Gunter Bresnik, who coaches Thiem, agrees that the shot will continue to have its place, and he played a major role in the process by switching Thiem from a two-hander to a one-hander.
Unlike Tsitsipas, Thiem was not given much of a choice. Bresnik began coaching Thiem when he was 9, but ultimately decided that Thiem’s two-hander was going to prevent him from becoming a great player in the long run by encouraging him to remain too defensive.
“He was 12, and I decided to change it, and for one year, his results went down,” Bresnik said. “He went from like No. 3 in Austria to like 13 or 14, and then he came back the next year and started winning everything.”

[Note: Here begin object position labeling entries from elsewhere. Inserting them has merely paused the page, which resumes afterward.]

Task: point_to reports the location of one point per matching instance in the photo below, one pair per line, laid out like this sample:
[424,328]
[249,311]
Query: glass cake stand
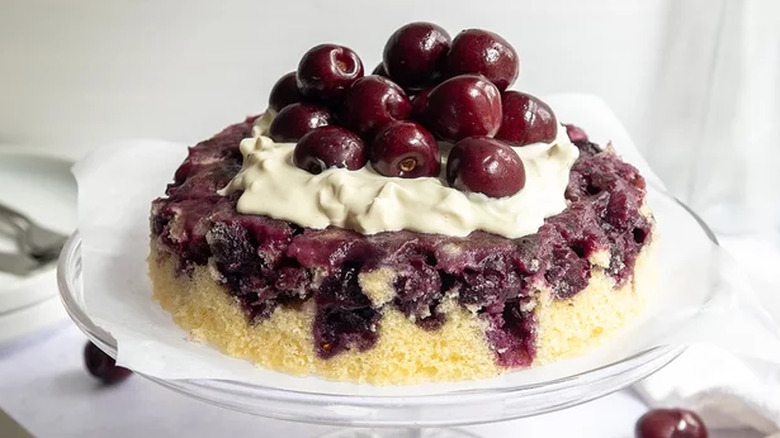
[363,415]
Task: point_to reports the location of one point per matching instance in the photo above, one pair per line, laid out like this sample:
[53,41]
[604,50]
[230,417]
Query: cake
[358,234]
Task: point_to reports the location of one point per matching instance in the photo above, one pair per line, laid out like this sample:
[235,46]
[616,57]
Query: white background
[77,74]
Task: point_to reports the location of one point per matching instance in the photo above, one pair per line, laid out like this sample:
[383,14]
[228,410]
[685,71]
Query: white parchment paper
[697,299]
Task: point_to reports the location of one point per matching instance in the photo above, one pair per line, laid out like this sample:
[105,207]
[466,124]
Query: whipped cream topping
[367,202]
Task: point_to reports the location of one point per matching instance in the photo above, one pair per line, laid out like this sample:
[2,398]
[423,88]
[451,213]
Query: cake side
[404,353]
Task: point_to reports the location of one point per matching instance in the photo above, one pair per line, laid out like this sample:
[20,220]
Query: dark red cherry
[284,92]
[103,366]
[405,149]
[464,106]
[485,165]
[326,71]
[371,103]
[526,120]
[295,120]
[415,54]
[483,52]
[420,105]
[670,423]
[575,133]
[329,146]
[380,71]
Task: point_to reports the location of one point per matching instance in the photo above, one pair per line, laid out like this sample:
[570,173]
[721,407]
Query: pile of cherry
[427,88]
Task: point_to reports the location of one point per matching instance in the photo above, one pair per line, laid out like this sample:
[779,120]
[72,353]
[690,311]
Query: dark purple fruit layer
[266,263]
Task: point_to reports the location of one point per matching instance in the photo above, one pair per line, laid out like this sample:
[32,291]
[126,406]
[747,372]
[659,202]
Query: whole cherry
[485,165]
[326,71]
[464,106]
[670,423]
[284,92]
[372,102]
[486,53]
[420,105]
[379,70]
[526,119]
[297,119]
[405,149]
[329,146]
[102,366]
[415,54]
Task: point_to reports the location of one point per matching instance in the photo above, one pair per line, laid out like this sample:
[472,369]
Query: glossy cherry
[284,92]
[420,105]
[670,423]
[329,146]
[575,133]
[485,165]
[326,71]
[379,70]
[526,120]
[464,106]
[415,54]
[486,53]
[405,149]
[103,366]
[371,103]
[295,120]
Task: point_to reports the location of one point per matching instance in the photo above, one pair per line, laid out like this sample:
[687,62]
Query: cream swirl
[367,202]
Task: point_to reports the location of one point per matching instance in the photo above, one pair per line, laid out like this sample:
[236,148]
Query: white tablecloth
[44,386]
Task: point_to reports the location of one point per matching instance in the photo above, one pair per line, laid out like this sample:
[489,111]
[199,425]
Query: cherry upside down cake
[422,223]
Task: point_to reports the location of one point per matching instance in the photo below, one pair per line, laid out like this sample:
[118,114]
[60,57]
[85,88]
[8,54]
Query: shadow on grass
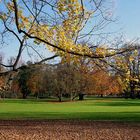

Pete Fischer, one of Sampras’s boyhood coaches, convinced Sampras when he was 14 to abandon his fine two-hander. Fischer’s goal was for Sampras to play more effective attacking tennis: players with one-handed backhands can often make a more seamless move to the net, where backhand volleys are hit with one hand. After struggling to adjust, like Thiem, Sampras went on to win 14 Grand Slam singles titles, including seven at Wimbledon.
Skeptics could argue that Sampras’s strongest groundstroke was still his forehand, much as it is for Federer, Thiem, Dimitrov and, it appears, for Tsitsipas and Shapovalov. Could they all have been better? A two-handed backhand would have allowed them to produce more consistent power off returns and balls struck above shoulder height and to better compensate on off-center hits.
Perhaps, but tennis is not a beauty contest, even if beauty can certainly help secure sponsorship. The one-hander is surviving in the men’s game because it is an effective option and if there is ever a genuine revival of net play or serve-and-volley play in singles, it could become an even more effective option.